Opposition to Islamic State

Both Sunnis and Shi'ites participants overwhelmingly said they oppose IS, preferring a secular state instead, and feel fighting the radical Sunni group is a priority.

Despite the spectacular collapse of Iraqi forces in 2014, most interviewees still perceived the army as the institution better placed to return the country to normality, while Shi'ite militias are feared and distrusted, especially in the areas they have to liberate.

According to a section of the poll surveying only Sunnis, almost 65% of them said the army had a positive influence upon the internal situation in Iraq, while an overwhelming majority (between 63% and 76%) said Shi'ite militias acted as a negative force in the conflict scenario.

Only IS scored more, with 94.4% of Sunni Iraqis describing its influence as negative.

Some 66% of respondents said they were concerned about the deployment of Popular Mobilization Forces, in the Tikrit area.

The share was significantly higher in Anbar (76.6%) and Nainawa (86.9%), where Ramadi and Mosul are located.

A staggering 85.5% of Sunni motived their unease saying they feared acts of revenge similar to those depicted in the video.

A lesser evil

IS seemed to be perceived as a lesser evil if compared to Shi'ite militias.

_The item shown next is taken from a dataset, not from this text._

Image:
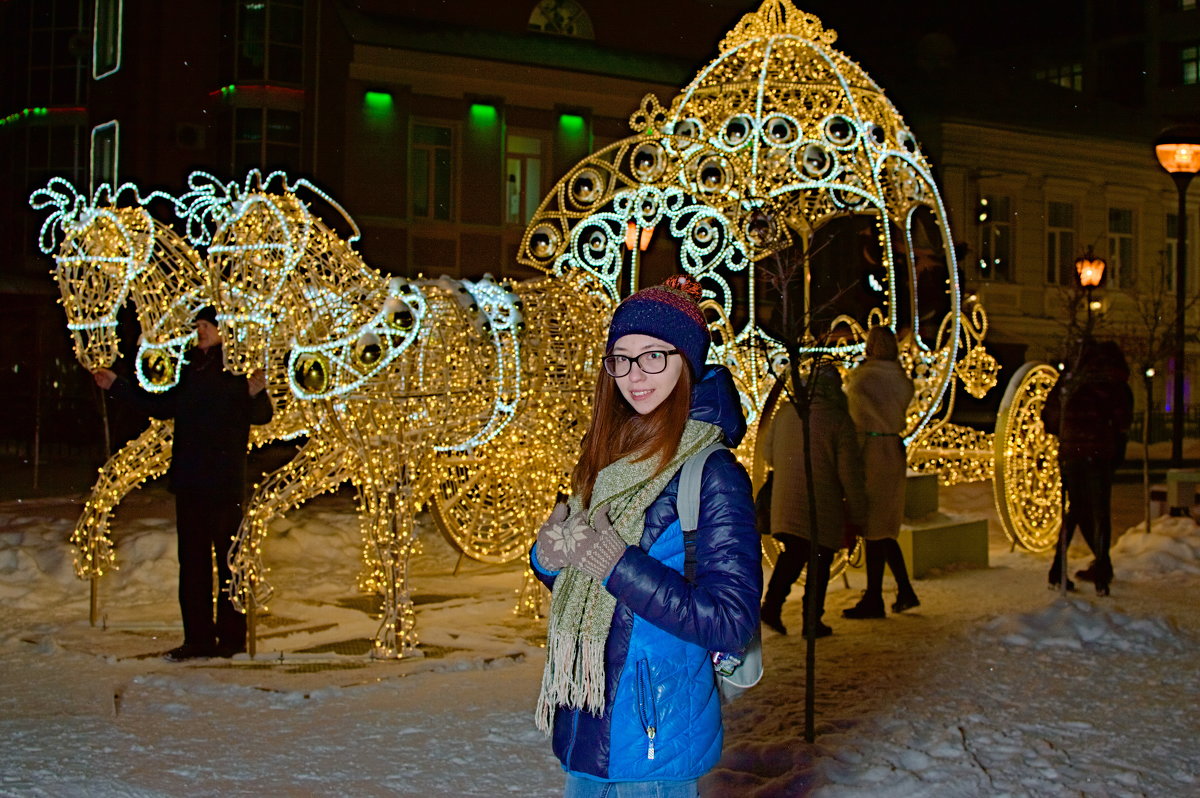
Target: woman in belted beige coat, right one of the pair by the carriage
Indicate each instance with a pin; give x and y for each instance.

Only 2% of those surveyed said they preferred to live under the jihadi group against 98% favouring Baghdad's government, despite its clear Shi'ite-leaning stance.

But the proportion changed dramatically in response to a question asking whether living under IS was better than allowing Shi'ite militias to enter Tikrit's Saladin Governorate and Mosul, with 45% answering it was.

"This is a clear indicator that if you want to defeat IS you should rely more on Iraqi national institutions" said IIACSS founder and Ceo Munqith Dagher. "You cannot liberate these areas using these militias".

The decision to use the Popular Mobilisation in Ramadi, which fell to IS in May, was supported by a US-led coalition that had initially opposed such moves.

Foreign involvement was also not well received, with almost 87% of interviewees being wary of Iran's support against IS and 51.5% similarly distrusting a US-led international coalition.

Interestingly, adverse sentiment towards Tehran was sky high in the embattled provinces of Anbar (90.7%) and Nainawa (97%).

'Challenge the narrative' to make progress

"If we want to make progress in fighting Islamic State we must challenge the narrative that they are so successfully pushing, that means understanding how we can build a bridge between Sunnis and Shi'ite in Iraq," Dagher wrote in an accompanying article co-written by Johnny Heald of London-based pollster ORB International.

The task seemed to be quite difficult, as data collected across the nation from 2008 to 2014 underscored a sharp decline in Iraqis describing themselves as "Iraqi above all" from 80% to only 40%.